The program is called with the command ’hydrocluster’ and following parameters:

hydrocluster [-h][-i INPUT][-emin EMIN][-emax EMAX][-es ESTEP]
[-smin SMIN][-smax SMAX][-g {tkgui,cli,testlist}][-o OUTPUT][-c CHAINS]
[-rl RESLIST][-pt{hydropathy,menv,fuzzyoildrop,nanodroplet,aliphatic_core,hydrophilic,positive,negative}]
[-pH PH][-sc {si_score,calinski,dbcv}][-nf][-na][-eps EPS][-min_samples MIN_SAMPLES]

Arguments:

-h, --help
show help message and exit

-i INPUT, --input INPUT
Input file name (pdb, txt, cif, ent) - pdb file name, cif file name, idpdb or list of ispdbs

-emin EMIN, --emin EMIN
Minimum EPS value (A). Default=3.0

-emax EMAX, --emax EMAX
Maximum EPS value (A). Default=15.0

-es ESTEP, --estep ESTEP
Step of EPS (A). Default=0.1

-pts,--ptables
Property table’s list for testlist.py. Separator: ’,’

-scs, --scores
Score coefficients list for testlist. Separator: ’,’

-smin SMIN, --smin SMIN
Minimum MIN SAMPLES. Default=3

-ss --save_state
Save states on testlist.py

-smax SMAX, --smax SMAX
Minimum MIN SAMPLES. Default=50

-g {tkgui,cli,testlist}, --gui
UI modes. Default=’tkgui’ (tkgui - graphic interface, cli - command line, testlist - using testlist module for data processing (see -i filename.txt and -o filename of data base).

-o OUTPUT, --output OUTPUT
Output directory name/file name or db name

-c CHAINS, --chains CHAINS
Selected chains. Default=None

-rl RESLIST, --reslist RESLIST
Selected amino acid residues. Default=None

-pt{hydropathy,menv,fuzzyoildrop,nanodroplet,aliphatic_core,hydrophilic,positive,negative}, --ptable
Property table for weighting. Default=’hydropathy’

-pH PH
pH value for calculatation of net charges (positive or negative). Default=7.0

-sc {si_score,calinski,dbcv}, --score {si_score,calinski,dbcv}
Score coefficient. Default=’calinski’

-nf, --noise_filter
Activate filter of noise for scoring function (Not recommended!!!).

-na, --noauto
No automatic mode.

-eps EPS
EPS value (A). Default=3.0

-min_samples MIN_SAMPLES
MIN SAMPLES value. Default=3

At startup of hydrocluster without any parameters the program opens with graphics interface.

Examples:

hydrocluster -i subpdb.txt -g testlist -o subpdb

Processing of file_name.txt by testlist.py, file_name.db file and file_name_data folder consisting of tree structure with data files on return

hydrocluster -i 1atg.pdb -g cli -o 1atg

Processing of file_name.pdb by command line interface and file_name folder on return

File_name folder consists of file_name.py file for processing by pymol, binary file (.dat) with saved session state, file_name.log file with saved log-data and two png files with pictures.

Graphical User Interface

GUI was realized using Tkinter. It consists of a panel for selecting the operation mode, a window for graphical representation of clustering results Cluster analysis, and a window for displaying log file.

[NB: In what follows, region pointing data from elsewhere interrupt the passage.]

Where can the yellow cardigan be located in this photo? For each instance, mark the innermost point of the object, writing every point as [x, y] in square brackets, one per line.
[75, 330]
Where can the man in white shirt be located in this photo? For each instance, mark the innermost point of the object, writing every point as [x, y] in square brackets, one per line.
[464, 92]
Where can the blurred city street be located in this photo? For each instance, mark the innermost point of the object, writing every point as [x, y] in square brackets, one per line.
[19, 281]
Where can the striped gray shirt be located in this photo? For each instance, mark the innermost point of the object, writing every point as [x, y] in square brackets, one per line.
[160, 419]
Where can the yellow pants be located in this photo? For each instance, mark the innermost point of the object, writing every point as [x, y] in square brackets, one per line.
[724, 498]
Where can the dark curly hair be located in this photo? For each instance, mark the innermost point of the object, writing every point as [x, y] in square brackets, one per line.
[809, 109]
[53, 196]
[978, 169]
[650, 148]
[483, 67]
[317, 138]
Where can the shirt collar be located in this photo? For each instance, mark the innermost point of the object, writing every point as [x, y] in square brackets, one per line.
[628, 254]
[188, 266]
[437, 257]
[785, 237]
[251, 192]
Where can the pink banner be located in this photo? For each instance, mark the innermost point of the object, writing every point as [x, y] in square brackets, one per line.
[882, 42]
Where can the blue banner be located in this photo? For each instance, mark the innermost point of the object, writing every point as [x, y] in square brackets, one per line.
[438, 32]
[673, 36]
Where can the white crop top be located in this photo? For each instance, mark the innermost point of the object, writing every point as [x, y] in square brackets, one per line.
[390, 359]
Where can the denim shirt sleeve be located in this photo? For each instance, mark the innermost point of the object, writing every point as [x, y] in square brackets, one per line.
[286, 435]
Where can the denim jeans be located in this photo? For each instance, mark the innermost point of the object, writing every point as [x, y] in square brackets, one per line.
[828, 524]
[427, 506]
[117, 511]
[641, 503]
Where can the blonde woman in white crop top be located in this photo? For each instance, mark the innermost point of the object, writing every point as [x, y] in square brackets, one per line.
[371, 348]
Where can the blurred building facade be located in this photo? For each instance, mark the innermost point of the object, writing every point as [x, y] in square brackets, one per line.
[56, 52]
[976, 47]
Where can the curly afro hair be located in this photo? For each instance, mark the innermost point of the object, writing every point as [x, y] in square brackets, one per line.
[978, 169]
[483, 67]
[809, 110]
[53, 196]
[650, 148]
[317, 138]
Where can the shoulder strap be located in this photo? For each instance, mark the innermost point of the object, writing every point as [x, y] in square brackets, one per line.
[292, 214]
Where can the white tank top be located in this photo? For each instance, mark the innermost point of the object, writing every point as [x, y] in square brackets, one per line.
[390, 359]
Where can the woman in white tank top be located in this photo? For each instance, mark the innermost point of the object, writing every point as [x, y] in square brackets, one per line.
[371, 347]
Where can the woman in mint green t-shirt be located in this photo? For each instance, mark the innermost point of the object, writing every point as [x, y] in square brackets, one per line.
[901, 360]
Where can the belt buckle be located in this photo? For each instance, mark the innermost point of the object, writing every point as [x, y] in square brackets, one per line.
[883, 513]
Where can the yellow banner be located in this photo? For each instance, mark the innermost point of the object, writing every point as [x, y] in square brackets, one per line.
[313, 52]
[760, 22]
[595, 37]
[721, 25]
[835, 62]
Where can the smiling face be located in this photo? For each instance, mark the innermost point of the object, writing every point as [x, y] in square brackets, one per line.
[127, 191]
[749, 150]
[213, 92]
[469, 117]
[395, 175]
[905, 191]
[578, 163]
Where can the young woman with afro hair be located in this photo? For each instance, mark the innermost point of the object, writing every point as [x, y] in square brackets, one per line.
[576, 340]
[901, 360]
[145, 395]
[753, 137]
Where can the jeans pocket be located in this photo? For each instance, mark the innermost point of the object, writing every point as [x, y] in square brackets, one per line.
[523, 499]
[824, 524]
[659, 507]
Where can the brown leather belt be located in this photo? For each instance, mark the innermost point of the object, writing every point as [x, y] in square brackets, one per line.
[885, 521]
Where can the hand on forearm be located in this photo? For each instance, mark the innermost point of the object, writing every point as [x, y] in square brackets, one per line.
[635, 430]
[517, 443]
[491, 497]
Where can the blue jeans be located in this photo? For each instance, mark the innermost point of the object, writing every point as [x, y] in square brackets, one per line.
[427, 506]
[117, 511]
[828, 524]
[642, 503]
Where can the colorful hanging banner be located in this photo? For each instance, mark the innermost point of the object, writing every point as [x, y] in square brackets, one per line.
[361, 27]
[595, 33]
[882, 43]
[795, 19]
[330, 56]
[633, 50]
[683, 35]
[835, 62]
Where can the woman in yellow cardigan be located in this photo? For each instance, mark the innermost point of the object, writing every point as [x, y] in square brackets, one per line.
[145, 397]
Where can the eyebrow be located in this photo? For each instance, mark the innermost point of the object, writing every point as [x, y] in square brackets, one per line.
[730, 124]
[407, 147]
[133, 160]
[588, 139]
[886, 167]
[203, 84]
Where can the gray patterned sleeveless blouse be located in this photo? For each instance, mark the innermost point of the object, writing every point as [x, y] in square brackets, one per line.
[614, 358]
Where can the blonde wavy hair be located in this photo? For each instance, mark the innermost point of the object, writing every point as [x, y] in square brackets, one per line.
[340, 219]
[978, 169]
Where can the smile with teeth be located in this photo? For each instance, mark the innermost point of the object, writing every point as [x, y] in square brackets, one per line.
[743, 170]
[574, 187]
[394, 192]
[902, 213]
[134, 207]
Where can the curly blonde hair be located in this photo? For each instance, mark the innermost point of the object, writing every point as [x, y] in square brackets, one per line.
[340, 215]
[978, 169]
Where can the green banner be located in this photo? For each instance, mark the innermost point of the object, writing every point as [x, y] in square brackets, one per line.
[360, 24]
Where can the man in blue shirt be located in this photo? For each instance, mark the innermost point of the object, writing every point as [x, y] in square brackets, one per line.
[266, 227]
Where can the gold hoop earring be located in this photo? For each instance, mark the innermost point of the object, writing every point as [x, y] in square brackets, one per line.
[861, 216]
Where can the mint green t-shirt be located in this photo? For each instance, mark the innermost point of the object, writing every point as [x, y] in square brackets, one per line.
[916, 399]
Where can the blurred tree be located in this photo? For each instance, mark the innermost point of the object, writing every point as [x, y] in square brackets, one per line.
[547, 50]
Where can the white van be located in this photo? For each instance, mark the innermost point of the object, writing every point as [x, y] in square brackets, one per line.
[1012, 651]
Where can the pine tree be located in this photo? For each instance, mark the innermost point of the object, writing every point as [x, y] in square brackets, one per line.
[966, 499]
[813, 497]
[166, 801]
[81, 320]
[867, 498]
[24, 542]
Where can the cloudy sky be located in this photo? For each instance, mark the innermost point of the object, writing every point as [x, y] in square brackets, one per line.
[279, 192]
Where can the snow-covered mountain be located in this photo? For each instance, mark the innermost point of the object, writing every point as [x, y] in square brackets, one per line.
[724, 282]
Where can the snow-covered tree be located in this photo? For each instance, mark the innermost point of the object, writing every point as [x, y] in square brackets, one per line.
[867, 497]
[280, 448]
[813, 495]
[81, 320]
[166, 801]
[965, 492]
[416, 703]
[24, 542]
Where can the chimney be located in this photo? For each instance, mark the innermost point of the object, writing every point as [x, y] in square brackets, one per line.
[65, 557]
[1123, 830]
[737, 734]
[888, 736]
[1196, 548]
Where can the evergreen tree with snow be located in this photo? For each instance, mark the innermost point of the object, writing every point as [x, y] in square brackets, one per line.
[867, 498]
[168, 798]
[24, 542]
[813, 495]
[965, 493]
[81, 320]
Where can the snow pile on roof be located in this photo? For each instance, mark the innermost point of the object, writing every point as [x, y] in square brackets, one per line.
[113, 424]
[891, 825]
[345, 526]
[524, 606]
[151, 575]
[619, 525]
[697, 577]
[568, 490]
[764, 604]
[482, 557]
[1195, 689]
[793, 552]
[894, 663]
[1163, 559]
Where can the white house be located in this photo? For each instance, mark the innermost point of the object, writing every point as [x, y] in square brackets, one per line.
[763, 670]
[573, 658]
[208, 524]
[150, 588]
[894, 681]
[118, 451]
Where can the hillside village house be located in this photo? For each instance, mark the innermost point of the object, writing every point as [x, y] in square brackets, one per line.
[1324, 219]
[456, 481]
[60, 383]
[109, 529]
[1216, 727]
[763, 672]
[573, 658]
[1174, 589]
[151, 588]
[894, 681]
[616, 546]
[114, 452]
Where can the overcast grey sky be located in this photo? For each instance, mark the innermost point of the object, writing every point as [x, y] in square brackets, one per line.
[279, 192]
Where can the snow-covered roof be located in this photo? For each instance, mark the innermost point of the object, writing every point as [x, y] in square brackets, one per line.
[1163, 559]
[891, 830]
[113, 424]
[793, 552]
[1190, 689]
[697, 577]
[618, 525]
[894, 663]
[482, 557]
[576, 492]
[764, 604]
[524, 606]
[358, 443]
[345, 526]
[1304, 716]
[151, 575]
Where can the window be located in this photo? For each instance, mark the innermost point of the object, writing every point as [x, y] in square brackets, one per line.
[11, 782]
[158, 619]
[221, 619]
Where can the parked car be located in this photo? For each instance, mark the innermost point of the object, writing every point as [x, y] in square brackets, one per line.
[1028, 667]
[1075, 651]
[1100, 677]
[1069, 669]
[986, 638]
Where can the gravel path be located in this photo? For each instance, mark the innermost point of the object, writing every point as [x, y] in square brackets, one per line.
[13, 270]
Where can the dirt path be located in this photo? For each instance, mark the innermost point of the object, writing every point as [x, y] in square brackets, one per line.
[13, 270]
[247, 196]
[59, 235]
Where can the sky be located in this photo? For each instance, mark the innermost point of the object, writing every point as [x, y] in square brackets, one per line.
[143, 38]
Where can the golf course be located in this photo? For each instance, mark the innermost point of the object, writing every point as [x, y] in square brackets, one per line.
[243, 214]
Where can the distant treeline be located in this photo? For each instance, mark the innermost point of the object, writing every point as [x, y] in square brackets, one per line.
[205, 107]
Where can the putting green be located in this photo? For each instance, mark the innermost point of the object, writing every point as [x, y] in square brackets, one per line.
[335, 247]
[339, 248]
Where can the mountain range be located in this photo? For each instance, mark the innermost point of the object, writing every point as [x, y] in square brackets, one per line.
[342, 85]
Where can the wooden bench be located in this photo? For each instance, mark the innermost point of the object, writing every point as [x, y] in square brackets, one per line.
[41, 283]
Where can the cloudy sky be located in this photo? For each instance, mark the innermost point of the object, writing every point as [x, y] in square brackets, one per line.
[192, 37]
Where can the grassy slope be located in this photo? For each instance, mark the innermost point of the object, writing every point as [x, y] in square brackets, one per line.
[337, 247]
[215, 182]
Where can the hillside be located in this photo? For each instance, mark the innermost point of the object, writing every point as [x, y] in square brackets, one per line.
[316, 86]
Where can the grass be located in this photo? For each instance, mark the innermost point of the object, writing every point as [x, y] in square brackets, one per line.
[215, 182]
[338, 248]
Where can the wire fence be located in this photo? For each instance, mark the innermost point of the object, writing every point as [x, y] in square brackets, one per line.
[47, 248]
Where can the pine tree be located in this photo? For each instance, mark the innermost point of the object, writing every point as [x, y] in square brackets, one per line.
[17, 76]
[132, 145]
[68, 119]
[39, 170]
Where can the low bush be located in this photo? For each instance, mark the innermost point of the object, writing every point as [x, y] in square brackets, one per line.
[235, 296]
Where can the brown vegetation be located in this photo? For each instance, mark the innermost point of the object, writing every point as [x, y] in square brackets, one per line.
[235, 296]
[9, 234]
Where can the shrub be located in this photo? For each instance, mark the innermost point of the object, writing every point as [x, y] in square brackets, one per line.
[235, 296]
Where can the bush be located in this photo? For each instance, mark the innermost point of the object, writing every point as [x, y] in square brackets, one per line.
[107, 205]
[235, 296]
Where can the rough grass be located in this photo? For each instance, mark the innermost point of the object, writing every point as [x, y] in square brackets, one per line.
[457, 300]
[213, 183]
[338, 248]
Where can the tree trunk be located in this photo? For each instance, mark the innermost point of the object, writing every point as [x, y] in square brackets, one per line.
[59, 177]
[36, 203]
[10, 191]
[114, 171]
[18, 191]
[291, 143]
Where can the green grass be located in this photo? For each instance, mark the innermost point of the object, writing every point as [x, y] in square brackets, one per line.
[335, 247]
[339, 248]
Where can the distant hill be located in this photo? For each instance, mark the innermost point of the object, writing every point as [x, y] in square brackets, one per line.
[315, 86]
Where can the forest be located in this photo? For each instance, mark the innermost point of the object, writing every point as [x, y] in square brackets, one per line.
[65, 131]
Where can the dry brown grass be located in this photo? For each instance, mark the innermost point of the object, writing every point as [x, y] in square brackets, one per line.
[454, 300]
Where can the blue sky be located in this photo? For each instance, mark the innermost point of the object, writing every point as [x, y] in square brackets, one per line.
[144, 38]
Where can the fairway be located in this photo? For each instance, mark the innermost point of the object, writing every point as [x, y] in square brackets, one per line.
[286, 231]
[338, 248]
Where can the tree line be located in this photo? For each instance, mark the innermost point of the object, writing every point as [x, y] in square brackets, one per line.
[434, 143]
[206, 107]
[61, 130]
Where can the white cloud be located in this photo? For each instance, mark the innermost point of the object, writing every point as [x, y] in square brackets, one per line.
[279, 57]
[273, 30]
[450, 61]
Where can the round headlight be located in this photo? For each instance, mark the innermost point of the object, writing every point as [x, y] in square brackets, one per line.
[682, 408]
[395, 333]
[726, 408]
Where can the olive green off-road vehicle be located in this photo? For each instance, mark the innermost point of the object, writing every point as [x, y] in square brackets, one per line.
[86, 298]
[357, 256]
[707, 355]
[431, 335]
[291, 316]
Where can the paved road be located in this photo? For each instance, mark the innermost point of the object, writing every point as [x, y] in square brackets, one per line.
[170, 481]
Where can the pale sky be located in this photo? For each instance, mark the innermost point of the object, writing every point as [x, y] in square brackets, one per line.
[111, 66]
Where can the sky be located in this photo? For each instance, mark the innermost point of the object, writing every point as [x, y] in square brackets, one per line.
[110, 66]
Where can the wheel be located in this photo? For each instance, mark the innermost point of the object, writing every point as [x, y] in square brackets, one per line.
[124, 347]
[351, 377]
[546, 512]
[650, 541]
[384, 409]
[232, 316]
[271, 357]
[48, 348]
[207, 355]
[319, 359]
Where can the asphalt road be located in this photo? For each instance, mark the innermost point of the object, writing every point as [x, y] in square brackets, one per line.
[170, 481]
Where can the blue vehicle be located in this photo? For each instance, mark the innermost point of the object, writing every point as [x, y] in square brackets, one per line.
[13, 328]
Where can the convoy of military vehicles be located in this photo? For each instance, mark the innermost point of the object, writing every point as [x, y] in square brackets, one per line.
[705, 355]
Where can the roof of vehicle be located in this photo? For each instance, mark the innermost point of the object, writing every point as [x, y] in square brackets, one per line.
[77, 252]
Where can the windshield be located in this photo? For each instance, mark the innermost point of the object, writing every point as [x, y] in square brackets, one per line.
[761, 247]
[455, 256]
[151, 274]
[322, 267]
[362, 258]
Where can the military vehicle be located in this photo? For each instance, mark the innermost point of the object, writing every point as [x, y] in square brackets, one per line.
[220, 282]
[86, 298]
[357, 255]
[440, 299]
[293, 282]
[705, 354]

At the beginning of working with the graphical interface, it is necessary to select the desired hydrophobicity/hydrophilicity table in the sub-window of the mode selection window, select the method for scoring of clustering in the metrics window and run on Manual (Manual mode -> Start) or automatic mode of operation (Auto mode -> Start) in one of the underlying windows. In the automatic mode, the optimal parameters eps and min_samples are selected by enumeration within the given boundaries and with the given step. Upon completion of the work in the automatic mode, when you click Options -> Dispplay colormap, you can get a graphical interpretation of the process of selecting the optimal values namely dependencies eps (min_sample) and eps (min_samples3). The point corresponding to the optimal parameters is marked in color.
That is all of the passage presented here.